Toutefois, — prévoyons une ultime objection, — pour atteindre Fehmarn, ces bâtimens auront dû franchir une sorte de défilé formé d’un côté par la côte de la petite presqu’île allemande de Darss, de l’autre, par une ligne d’écueils qui prolonge la pointe de Gjedser, extrémité méridionale de l’Ile danoise de Falster. Ce passage, miné et défendu peut-être du côté allemand, a quelque vingt kilomètres de large. Mais, de plus, — et il convient de n’en pas dire davantage, — ce défilé peut être tourné, tout comme celui des Thermopyles. Qu’on soit donc assuré que ce dernier obstacle n’arrêtera pas l’armée navale, plus que celui du Fehmarn Belt.

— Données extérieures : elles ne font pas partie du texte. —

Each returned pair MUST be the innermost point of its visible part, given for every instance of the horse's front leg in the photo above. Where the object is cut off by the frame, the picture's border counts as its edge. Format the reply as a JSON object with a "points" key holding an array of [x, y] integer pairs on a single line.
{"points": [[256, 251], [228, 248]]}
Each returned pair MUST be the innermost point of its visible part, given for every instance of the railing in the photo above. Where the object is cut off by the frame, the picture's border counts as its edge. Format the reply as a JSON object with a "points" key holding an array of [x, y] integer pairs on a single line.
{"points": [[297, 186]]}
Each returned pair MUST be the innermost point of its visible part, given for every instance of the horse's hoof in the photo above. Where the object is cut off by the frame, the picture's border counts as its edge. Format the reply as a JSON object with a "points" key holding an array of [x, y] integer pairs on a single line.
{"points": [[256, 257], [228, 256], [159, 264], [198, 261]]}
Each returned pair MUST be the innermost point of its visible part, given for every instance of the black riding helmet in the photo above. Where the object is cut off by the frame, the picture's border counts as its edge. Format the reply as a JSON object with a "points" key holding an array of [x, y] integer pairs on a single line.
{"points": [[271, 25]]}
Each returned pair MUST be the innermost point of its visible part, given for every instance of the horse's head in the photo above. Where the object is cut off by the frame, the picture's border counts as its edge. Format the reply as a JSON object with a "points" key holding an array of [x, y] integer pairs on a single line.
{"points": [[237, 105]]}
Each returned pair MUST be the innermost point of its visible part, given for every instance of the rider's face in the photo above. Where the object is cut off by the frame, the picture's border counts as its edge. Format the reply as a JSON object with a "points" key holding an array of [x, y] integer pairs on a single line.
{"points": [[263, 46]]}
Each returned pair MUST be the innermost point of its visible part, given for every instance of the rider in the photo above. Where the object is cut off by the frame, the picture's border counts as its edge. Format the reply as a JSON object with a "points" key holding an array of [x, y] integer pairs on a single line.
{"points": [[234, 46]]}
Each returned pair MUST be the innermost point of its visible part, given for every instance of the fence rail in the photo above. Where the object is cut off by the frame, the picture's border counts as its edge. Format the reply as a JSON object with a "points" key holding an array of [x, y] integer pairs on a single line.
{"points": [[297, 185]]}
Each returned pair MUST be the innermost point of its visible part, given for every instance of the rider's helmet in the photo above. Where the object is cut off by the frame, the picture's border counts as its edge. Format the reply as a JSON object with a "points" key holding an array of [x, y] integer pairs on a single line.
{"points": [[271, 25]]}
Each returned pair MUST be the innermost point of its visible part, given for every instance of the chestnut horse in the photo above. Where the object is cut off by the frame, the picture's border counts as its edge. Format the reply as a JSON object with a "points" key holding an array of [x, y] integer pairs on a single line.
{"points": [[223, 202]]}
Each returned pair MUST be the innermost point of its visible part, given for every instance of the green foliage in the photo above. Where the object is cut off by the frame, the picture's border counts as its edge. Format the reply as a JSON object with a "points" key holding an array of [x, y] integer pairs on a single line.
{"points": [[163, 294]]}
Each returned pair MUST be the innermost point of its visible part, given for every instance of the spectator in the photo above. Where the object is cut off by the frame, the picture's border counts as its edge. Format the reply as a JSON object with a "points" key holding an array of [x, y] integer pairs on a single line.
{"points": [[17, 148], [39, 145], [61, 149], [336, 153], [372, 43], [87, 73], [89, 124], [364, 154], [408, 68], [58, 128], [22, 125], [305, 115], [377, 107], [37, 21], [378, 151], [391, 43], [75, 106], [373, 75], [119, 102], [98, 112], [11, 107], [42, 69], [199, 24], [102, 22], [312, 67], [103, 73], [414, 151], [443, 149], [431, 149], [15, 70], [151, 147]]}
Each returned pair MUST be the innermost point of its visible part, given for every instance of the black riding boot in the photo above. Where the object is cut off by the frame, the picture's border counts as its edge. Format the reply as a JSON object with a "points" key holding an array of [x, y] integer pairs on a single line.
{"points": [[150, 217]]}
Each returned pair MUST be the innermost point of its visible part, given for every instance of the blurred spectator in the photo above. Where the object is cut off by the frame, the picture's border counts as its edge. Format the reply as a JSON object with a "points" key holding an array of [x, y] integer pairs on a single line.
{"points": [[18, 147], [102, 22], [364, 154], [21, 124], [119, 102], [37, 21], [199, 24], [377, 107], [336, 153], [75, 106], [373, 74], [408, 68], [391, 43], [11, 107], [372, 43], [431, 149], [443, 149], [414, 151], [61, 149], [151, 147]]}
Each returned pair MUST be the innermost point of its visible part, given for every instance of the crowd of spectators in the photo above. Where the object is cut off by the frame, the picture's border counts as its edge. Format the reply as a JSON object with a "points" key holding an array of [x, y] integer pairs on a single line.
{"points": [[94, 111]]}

Telles sont les explications que je puis donner sur cette grave question de la soi-disant invulnérabilité des côtes allemandes, sans dépasser la limite de ce qu’il est permis de dire, sans dépasser non plus celle qui s’impose à un article de Revue. Mes lecteurs me feront certainement crédit du reste, qui pourrait aller aisément jusqu’au volume. Il suffit que je leur aie montré sur quelles erreurs, sur quelles équivoques au moins, repose la doctrine de l’abstention systématique de toute opération offensive sur le littoral allemand.


Contre-amiral DEGOUY.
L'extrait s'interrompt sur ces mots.